A decisão ressalta, porém, que não se aplica a esses empregados a estabilidade prevista no artigo 41 da Constituição da República, garantida apenas aos servidores estatutários.

O caso julgado diz respeito a recurso extraordinário da Empresa Brasileira de Correios e Telégrafos (ECT) contra decisão do TST que considerou inválida a demissão de um empregado, por ausência de motivação. O entendimento do TST, contido na Orientação Jurisprudencial nº 247, da Subseção 1 Especializada em Dissídios Individuais (SDI-1), é no sentido de que a ECT, por gozar do mesmo tratamento destinado à Fazenda Pública em relação à imunidade tributária, execução por precatório, prerrogativa de foro, prazos e custas processuais, obriga-se também a motivar as dispensas de seus empregados.

A reclamação trabalhista que terminou como leading case da matéria no STF foi ajuizada por um empregado admitido pela ECT em 1972 e demitido em 2001, três anos depois de se aposentar. Ele obteve a reintegração, determinada pela Justiça do Trabalho da 22ª Região (PI) e mantida sucessivamente pela Segunda Turma e pela SDI-1 do TST.

No julgamento do recurso extraordinário, a maioria dos ministros do STF seguiu o voto do relator, ministro Ricardo Lewandowski. O resultado final foi no sentido de dar provimento parcial ao apelo para deixar explícito que a necessidade de motivação não implica o reconhecimento do direito à estabilidade. O Plenário afastou também a necessidade de instauração de processo administrativo disciplinar para fins de motivação da dispensa.

O referido processo tramitou perante o Tribunal Superior do Trabalho sob o nº RR-160000-03.2001.5.22.0001 .


2. As atribuladas interpretações jurídicas sobre a decisão proferida no caso líder

O fato é, entretanto, como quase tudo no mundo do Direito, que as Cortes Trabalhistas já começaram a tergiversar sobre o real alcance do termo “motivação”, no que tange aos atos demissionais praticados, doravante, por pessoas jurídicas de natureza pública, tais como as acima citadas.

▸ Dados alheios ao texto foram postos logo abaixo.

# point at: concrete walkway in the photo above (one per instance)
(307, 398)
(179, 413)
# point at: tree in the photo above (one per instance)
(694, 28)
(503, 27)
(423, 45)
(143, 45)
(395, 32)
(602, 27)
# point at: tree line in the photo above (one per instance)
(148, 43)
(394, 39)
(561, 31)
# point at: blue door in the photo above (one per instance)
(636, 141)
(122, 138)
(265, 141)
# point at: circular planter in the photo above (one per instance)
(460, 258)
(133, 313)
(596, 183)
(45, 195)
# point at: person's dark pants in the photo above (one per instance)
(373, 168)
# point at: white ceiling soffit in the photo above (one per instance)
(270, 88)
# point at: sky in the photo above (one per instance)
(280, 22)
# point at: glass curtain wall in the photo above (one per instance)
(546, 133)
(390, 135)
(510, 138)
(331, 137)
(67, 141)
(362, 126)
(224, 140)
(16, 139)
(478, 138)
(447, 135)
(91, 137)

2.1. Impossibilidade de aplicação retroativa da obrigatoriedade de motivação da dispensa

O primeiro aspecto diz respeito à possibilidade de aplicação retroativa do entendimento agora manifestado pelo E. STF. Entendemos contrariamente e explicamos!

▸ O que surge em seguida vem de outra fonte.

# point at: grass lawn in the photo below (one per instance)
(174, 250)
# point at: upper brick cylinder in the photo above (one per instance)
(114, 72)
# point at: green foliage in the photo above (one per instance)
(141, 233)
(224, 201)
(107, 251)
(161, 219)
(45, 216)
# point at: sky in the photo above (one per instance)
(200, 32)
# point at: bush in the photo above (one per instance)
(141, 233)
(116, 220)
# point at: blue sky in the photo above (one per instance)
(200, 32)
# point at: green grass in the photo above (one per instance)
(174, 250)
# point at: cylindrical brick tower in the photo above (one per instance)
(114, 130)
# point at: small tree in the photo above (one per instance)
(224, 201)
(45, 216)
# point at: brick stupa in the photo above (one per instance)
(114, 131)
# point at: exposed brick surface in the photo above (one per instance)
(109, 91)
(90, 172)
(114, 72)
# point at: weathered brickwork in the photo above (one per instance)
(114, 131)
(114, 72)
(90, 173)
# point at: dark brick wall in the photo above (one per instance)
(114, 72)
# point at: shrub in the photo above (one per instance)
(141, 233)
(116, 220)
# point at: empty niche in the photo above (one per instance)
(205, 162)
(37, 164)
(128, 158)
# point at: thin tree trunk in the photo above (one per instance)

A repercussão geral dos recursos de natureza extraordinária, como sabido, foi introduzida em nosso ordenamento a partir da Emenda Constitucional nº 45/2004 que, dentre outros preceitos, acresceu ao Art. 102 o seu §3º, a saber:

Art. 102. Compete ao Supremo Tribunal Federal, precipuamente, a guarda da Constituição, cabendo-lhe:

(...)

§ 3º No recurso extraordinário o recorrente deverá demonstrar a repercussão geral das questões constitucionais discutidas no caso, nos termos da lei, a fim de que o Tribunal examine a admissão do recurso, somente podendo recusá-lo pela manifestação de dois terços de seus membros. (Incluída pela Emenda Constitucional nº 45, de 2004)

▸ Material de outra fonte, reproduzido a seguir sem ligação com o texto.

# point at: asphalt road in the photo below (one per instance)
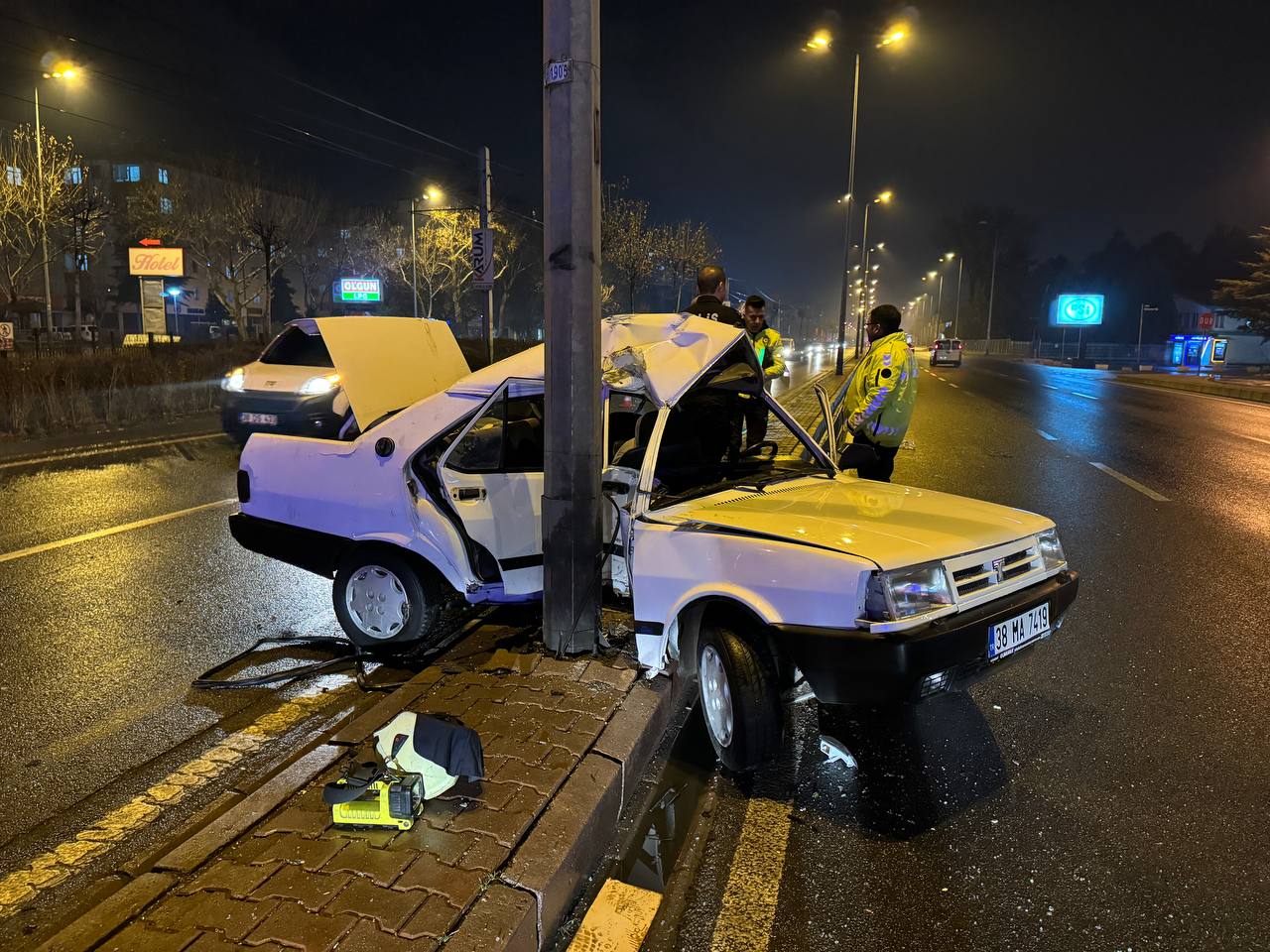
(121, 585)
(1106, 792)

Como corolário, advieram as alterações ao CPC, no que concerne aos artigos 543-A e 543-B, acrescidos pela Lei nº 11.418/06, in verbis:

Art. 543-A.  O Supremo Tribunal Federal, em decisão irrecorrível, não conhecerá do recurso extraordinário, quando a questão constitucional nele versada não oferecer repercussão geral, nos termos deste artigo.

§1º  Para efeito da repercussão geral, será considerada a existência, ou não, de questões relevantes do ponto de vista econômico, político, social ou jurídico, que ultrapassem os interesses subjetivos da causa.

(...)

§5º  Negada a existência da repercussão geral, a decisão valerá para todos os recursos sobre matéria idêntica, que serão indeferidos liminarmente, salvo revisão da tese, tudo nos termos do Regimento Interno do Supremo Tribunal Federal.

Art. 543-B. Quando houver multiplicidade de recursos com fundamento em idêntica controvérsia, a análise da repercussão geral será processada nos termos do Regimento Interno do Supremo Tribunal Federal, observado o disposto neste artigo.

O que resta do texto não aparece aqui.